Members of Congress who pushed for the "opportunity zone" provision in the 2017 federal tax law said it would help businesses and entrepreneurs in low-income communities. The tax break rewards investors for spending capital gains on businesses or real estate in more than 8,000 economically distressed neighborhoods selected by governors.
The incentive "will unlock new private investment for communities where millions of Americans face the crisis of closing business, lack of access to capital and declining entrepreneurship," said a bipartisan congressional group -- Sens. Tim Scott, a South Carolina Republican, and Cory Booker, a New Jersey Democrat, and Reps. Pat Tiberi, an Ohio Republican, and Ron Kind, a Wisconsin Democrat -- in announcing the idea.

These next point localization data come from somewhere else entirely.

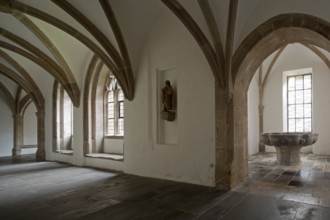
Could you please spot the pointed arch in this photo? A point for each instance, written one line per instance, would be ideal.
(264, 40)
(8, 96)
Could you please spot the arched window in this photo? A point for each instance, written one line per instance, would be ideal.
(114, 108)
(63, 121)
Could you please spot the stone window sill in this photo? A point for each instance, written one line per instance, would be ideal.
(117, 157)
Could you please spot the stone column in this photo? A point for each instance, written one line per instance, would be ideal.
(224, 121)
(40, 155)
(18, 134)
(231, 139)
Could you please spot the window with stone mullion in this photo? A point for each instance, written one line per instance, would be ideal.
(299, 103)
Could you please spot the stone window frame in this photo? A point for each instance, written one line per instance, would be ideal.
(60, 100)
(112, 88)
(286, 75)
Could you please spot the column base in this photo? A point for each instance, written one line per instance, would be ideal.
(288, 155)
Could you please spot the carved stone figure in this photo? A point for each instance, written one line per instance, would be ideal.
(167, 97)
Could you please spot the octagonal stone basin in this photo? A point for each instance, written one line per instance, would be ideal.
(288, 145)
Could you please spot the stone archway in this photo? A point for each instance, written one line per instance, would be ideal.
(266, 39)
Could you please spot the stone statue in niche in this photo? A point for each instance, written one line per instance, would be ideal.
(167, 96)
(168, 102)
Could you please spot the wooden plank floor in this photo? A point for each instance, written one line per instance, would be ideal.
(50, 190)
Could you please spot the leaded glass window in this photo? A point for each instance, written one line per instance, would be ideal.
(299, 103)
(114, 108)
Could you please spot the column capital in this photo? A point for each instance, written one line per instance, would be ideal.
(40, 114)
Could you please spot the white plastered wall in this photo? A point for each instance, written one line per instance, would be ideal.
(6, 129)
(189, 156)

But almost two years after the tax break became law, and almost two months after the Trump administration clarified how private equity firms, venture capitalists and other investors can qualify for the tax break, only a handful of people have started funds that focus on operating businesses. Many are still trying to figure out how to satisfy both the IRS and investors eager for high returns.
Meanwhile, real estate-focused funds have already raised billions. And real estate companies are cashing in. For example, Kushner Companies, the family business of President Donald Trump's son-in-law, Jared Kushner, has been buying up property in the zones, according to the Associated Press.

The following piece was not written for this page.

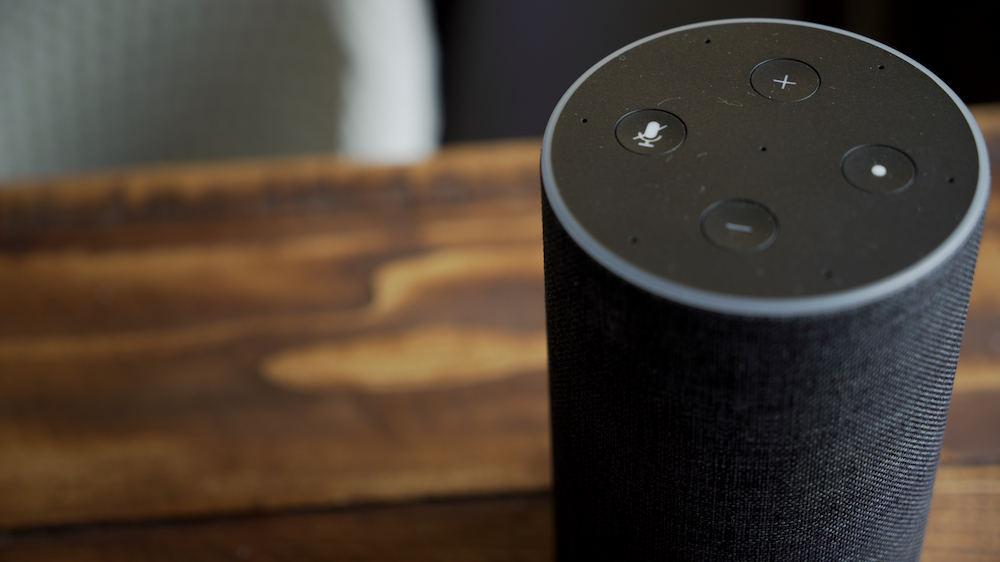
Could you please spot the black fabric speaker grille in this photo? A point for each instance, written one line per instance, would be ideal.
(682, 434)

Confusing U.S. Treasury Department rules held business-focused funds back, said John Lettieri, president and CEO of the Economic Innovation Group, a public policy group in Washington, D.C., that lobbied for opportunity zones. Now that the agency has issued more guidance, Lettieri said, "opportunity funds that are geared toward investing in local businesses are going to proliferate."
But the tax break has always been easier to apply to real estate. "The truth is, it's a tax break that's place-based," said Napoleon Wallace, a former deputy secretary of the North Carolina Department of Commerce and a founding partner of Opportunity North Carolina, a group that helps expedite deals in the state.
An Uneasy Alignment
The opportunity zone tax break is several incentives in one. Investors defer paying income taxes on capital gains that they invest in special funds that, in turn, invest in real estate or businesses in the zones. After five years, investors get a tax break on those gains. After seven years, the tax break increases. And most importantly, after 10 years, they can pocket any money they earn from their zone investment tax-free.

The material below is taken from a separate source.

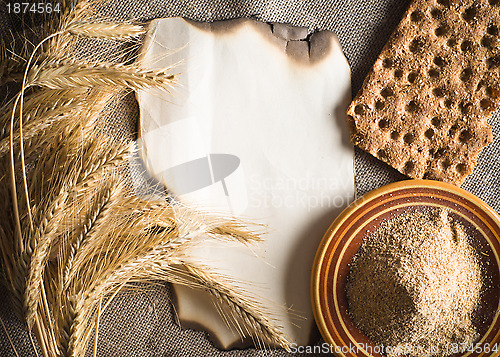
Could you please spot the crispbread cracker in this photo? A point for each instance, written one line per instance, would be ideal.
(423, 108)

Brian Phillips is an entrepreneur who is confident he can find promising tech startups that are already in a zone or willing to move to one. But last year, when Phillips was considering creating an opportunity zone fund focused on businesses, he was "kind of the only one."
Investors had to wait until the April release of Treasury guidelines to learn how businesses would qualify as being in a zone for tax purposes. The guidelines said businesses need to perform at least half their services in a zone, pay half their wages in the zone, or generate half their income from a mix of property and management functions in a zone.